The investigation was prompted in part by a 2018 CBC investigation that found children in group homes run by Batshaw Youth and Family Services and the local health authority — the CIUSSS Ouest-de-l'Île-de-Montréal — were sometimes being punished for speaking Inuktitut.
The commission launched its own investigation which quickly expanded its mandate after discovering many of the children weren't even going to school or getting a basic education.
"There was very limited advocacy done for these children over many years in terms of their access to formal schooling," Williams said.
Cultural insecurity
Williams said the commission's investigation found no evidence of an explicit prohibition on children speaking Inuktitut but there were situations where it was discouraged.
"Sometimes educators need to understand what youth are saying among themselves, and they might ask you to either revert to English or to translate what they had just said," she said.
A source told CBC in 2018 that children were being told "constantly" not to speak Inuktitut among themselves. Williams said the commission found the prohibition was unusual.
Despite that, she said, it has an impact.

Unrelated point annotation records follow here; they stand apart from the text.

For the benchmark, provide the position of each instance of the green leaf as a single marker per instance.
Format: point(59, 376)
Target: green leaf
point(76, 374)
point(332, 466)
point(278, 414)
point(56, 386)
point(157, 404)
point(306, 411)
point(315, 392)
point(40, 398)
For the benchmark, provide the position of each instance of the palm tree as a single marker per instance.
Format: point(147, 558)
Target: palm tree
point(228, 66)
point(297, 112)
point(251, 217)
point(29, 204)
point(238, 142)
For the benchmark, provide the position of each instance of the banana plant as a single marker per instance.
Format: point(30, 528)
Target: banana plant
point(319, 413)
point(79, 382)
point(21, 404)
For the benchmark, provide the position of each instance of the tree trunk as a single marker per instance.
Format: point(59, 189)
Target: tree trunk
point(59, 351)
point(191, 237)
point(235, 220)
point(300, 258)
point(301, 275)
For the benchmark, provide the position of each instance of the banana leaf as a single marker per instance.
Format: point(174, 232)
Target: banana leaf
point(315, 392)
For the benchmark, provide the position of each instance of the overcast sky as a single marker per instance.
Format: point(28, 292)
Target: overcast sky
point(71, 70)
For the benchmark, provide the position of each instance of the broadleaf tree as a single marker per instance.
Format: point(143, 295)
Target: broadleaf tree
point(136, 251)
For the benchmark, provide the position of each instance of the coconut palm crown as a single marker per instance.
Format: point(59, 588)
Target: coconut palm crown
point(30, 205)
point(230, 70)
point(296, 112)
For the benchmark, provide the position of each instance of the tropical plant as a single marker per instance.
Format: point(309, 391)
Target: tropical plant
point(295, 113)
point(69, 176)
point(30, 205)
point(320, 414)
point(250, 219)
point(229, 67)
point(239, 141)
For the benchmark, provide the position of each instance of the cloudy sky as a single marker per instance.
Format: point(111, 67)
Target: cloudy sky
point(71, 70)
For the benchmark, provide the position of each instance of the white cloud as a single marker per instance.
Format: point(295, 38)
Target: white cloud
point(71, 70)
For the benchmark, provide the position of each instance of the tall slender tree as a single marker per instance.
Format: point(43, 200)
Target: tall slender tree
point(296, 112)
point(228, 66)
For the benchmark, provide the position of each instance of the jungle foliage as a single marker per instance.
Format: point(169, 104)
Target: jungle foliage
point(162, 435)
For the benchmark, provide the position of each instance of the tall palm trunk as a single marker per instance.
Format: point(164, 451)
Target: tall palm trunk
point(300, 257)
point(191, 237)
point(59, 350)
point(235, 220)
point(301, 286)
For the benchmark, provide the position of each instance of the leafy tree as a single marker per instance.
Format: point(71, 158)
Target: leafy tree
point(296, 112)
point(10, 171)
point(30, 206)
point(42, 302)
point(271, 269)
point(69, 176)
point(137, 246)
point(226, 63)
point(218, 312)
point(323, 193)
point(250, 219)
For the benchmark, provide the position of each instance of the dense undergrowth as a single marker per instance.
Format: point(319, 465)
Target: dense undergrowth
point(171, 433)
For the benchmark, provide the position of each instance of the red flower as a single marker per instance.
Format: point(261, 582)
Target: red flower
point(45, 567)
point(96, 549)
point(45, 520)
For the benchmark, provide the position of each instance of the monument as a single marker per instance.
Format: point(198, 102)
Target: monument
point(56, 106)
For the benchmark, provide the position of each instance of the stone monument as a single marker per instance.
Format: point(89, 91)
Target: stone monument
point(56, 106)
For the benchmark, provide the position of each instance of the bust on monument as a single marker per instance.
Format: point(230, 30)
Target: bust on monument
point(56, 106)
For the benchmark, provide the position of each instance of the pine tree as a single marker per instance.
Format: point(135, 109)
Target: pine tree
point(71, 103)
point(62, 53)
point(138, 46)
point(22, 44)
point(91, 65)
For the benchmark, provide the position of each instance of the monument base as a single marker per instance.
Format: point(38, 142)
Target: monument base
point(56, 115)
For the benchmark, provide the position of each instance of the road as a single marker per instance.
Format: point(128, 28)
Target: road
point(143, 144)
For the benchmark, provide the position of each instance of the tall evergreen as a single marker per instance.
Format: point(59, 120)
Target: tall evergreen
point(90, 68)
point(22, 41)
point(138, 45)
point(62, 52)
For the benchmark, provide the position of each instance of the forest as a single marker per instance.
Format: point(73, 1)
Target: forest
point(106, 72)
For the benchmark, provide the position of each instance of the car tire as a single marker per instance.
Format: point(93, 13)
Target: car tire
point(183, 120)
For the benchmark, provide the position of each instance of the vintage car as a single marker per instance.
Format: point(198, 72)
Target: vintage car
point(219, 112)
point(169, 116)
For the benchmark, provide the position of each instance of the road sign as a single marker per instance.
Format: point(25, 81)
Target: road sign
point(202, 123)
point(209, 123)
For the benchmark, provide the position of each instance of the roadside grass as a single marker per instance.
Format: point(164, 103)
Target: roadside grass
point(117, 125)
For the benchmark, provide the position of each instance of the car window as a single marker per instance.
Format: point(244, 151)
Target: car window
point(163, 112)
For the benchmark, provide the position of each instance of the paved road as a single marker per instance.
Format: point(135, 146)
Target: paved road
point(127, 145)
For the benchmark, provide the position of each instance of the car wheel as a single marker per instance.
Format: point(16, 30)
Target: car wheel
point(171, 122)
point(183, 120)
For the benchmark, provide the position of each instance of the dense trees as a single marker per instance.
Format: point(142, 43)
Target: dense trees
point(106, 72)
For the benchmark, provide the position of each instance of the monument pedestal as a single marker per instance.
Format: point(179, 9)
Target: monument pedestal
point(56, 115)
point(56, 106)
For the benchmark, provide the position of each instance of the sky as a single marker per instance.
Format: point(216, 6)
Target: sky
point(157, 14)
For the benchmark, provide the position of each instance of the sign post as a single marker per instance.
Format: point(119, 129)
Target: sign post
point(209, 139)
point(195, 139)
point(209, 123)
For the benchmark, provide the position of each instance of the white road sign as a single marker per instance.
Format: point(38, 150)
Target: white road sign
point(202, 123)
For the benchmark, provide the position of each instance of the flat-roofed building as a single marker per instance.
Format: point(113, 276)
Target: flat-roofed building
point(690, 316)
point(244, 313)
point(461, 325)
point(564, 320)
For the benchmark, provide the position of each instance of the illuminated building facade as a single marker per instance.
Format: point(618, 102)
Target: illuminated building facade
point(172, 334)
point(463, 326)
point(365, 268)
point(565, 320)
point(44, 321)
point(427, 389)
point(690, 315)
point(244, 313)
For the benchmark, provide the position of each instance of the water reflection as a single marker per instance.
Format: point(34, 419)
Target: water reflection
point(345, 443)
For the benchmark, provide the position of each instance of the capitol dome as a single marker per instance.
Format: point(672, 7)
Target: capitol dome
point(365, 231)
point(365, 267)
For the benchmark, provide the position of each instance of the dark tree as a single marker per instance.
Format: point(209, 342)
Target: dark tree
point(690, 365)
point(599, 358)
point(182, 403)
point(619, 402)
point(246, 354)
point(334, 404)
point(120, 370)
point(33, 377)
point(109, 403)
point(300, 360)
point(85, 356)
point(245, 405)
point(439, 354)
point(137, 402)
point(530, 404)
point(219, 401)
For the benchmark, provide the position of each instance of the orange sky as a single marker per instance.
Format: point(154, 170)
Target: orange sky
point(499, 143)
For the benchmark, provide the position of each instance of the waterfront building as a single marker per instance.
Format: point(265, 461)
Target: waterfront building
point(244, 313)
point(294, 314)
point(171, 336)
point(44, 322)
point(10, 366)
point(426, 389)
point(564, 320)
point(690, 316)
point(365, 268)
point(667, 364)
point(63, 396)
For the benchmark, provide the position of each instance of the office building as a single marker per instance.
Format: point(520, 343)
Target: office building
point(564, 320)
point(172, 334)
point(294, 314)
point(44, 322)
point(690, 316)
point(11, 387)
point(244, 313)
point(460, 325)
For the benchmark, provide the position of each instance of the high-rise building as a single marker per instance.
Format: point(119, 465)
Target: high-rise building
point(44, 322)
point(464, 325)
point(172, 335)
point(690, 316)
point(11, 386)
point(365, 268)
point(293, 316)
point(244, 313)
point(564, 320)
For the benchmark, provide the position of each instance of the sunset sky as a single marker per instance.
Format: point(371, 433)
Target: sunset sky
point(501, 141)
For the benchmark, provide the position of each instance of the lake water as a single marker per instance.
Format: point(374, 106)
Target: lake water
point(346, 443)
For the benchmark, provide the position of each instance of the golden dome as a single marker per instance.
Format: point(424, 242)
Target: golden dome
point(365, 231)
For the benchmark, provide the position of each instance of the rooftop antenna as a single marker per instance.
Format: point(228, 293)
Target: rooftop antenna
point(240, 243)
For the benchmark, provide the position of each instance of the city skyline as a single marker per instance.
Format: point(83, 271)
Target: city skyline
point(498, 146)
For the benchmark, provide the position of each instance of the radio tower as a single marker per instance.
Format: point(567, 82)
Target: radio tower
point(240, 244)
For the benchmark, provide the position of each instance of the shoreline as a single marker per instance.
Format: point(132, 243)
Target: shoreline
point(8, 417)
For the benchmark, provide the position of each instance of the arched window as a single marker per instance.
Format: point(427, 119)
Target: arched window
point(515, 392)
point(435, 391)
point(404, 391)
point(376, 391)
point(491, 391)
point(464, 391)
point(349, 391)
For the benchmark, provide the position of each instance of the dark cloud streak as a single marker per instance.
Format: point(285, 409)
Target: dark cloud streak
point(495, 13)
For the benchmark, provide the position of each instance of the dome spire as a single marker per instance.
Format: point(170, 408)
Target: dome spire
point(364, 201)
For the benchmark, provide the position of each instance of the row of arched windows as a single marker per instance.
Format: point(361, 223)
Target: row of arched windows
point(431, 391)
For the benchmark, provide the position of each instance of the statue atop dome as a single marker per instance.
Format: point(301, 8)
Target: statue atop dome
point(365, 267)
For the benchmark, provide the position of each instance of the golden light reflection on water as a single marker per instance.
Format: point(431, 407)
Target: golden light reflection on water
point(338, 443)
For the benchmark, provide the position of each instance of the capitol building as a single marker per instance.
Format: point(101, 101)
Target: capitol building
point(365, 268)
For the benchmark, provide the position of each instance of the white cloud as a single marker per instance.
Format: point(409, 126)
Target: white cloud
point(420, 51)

"It can create a feeling of insecurity in youth with the use of their language. They might feel compelled to speak English amongst themselves when educators are present," Williams said.
The commission made several recommendations, including more training for staff, hiring interpreters and clearly spelling out codes of conduct regarding language and ensuring those codes of conduct are translated into Inuktitut.
Bureaucratic 'inertia'
Commission investigators found that an even bigger problem was access to the most basic education.
Indigenous children in Quebec are exempt from laws requiring them to be educated in French. In Nunavik, children learn in Inuktitut from kindergarten to Grade 2. They then have a choice of studying in English or French. Most choose English.
The problem for children in youth protection comes when they're moved thousands of kilometres away from home, and suddenly face a wall of red tape if they want to be taught in English.
"As soon as they leave, they have to apply for English eligibility," Williams said.
"And historically there are a lot of administrative hurdles to obtaining the required documents."
She says many children are caught by surprise, and no one seems to be stepping up to help them fill out all those forms.
"There's kind of an inertia, I would say, of youth protection authorities and also of school boards and the minister of education," Williams said.
The result? Children don't get their English eligibility, must rely on tutors and simply don't get the education they're entitled to.
Williams says this also heightens their sense of isolation.
"The youth that I spoke to felt marginalized by the fact that they weren't going to school. They felt different and they felt that they were excluded from from a normal education," she said.
Government vows quick action
The CAQ government responded quickly to the report with a joint statement from the ministers of education, social services and Indigenous affairs, calling the situation "intolerable" and promising a quick fix.
"The situation presented in this report is unacceptable," Education Minister Jean-François Roberge said.
"We will make the necessary and permanent corrective measures to prevent this deplorable situation from repeating itself," he said.
The statement said some administrative changes had already been made to simplify the process and that an agreement for a permanent solution would be worked out between the Education and Social Services Ministries.
Big problem remains
Williams said moves like these, while welcome, only go so far.
"The fundamental problem, if you want, is the fact that there is this massive kind of migration of youth toward the south," she said.
"You're sent away from your community and placed in a completely different world," she said.
"Homesickness, I think, is a big big part of the problem," she added,
That migration happens because of a desperate lack of services of all kinds in the north — mental health, treatment for addictions and youth protection.
Williams said the main recommendation is that the Nunavik Regional Board of Health, with support from the province, create its own separate youth protection system based in the north.
This echoes recommendations in previous reports, including the Viens Commission and the Laurent Commission, and it's something the province has said it's considering.